Pero ahora en Cristo Jesús, vosotros que en otro tiempo estabais lejos, habéis sido hechos cercanos por la sangre de Cristo…
...porque por medio de él los unos y los otros tenemos entrada por un mismo Espíritu al Padre.
Efesios 2:13 y 18


Reflexión

Un joven soldado de la Unión perdió al hermano mayor y al padre en la batalla de Gettysburg. El soldado decidió ir a Washington, con la intención de entrevistarse con el presidente Lincoln y pedirle que lo exceptuara del servicio militar, para poder volver a su casa y ayudar a su madre y a su hermana en las labores agrícolas.

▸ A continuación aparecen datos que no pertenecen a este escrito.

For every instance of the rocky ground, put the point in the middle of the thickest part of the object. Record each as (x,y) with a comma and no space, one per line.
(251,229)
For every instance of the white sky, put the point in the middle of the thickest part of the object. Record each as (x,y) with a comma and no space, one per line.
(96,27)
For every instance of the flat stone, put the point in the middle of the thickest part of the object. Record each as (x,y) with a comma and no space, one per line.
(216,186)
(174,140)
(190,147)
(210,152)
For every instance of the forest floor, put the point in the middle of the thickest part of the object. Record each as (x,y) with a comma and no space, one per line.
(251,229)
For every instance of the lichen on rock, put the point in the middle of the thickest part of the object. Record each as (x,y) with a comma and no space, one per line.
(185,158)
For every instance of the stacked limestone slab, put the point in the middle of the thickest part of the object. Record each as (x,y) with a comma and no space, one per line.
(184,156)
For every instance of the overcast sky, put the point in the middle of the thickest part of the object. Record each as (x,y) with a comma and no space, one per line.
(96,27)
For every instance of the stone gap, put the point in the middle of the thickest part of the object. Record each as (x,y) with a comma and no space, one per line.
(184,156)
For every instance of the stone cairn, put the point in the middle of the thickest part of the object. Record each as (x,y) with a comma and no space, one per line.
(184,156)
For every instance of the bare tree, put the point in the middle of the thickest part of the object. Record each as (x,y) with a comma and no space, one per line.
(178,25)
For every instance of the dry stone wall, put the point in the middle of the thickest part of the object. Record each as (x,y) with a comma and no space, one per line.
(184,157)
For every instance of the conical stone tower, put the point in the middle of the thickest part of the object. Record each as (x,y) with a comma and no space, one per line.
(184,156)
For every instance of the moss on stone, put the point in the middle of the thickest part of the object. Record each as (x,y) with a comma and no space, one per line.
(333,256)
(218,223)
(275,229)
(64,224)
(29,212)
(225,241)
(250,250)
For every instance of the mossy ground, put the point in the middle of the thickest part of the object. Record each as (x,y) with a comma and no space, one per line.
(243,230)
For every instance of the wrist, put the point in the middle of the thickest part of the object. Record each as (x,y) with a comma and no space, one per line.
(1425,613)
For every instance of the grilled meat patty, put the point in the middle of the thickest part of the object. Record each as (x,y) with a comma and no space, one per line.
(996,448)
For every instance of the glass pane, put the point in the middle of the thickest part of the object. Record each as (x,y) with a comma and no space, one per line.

El guardia que estaba de turno en la Casa de Gobierno le comunicó que no podía ver al Presidente, ya que estaba muy ocupado. Le ordenó que se fuera y volviera al campo de batalla.

Desilusionado, el soldado se sentó en un banco de la plaza cercana de la Casa Blanca. Allí estaba, sin saber qué hacer, cuando se acercó un niño adonde estaba y viéndolo triste, le preguntó qué le ocurría. El soldado le contó su historia.

-Yo puedo ayudarlo -sentenció el muchachito, conmovido.

Tomando la mano del soldado, lo llevó de vuelta al portón de la Casa Blanca. Aparentemente el guardia no los vio, pues no fueron detenidos. Caminaron directamente hasta la puerta del frente de la Casa Blanca y entraron. Allí dentro, pasaron delante de generales y oficiales, pero ninguno dijo una palabra. El soldado no entendía lo que sucedía.

Finalmente, llegaron al Salón Oval, donde el Presidente estaba trabajando. El muchachito simplemente entró, conduciendo al soldado. Detrás del escritorio, estaban Abraham Lincoln y el Secretario de Estado examinando planes de batalla. El Presidente miró al niño y luego al soldado, y dijo:

- Buenas tardes, Todd.  ¿Puedes presentarme a tu amigo?

Y Todd respondió:

- Papá, este soldado necesita hablar contigo.

El soldado le hizo el pedido al presidente Lincoln y allí mismo obtuvo la licencia que necesitaba.

Mis queridos hermanos y amigos, recordemos que nosotros también tenemos acceso al Padre celestial por medio de su Hijo, Jesucristo.  Él es nuestro intercesor y podemos ir a su presencia en cualquier momento del día… así como el soldado.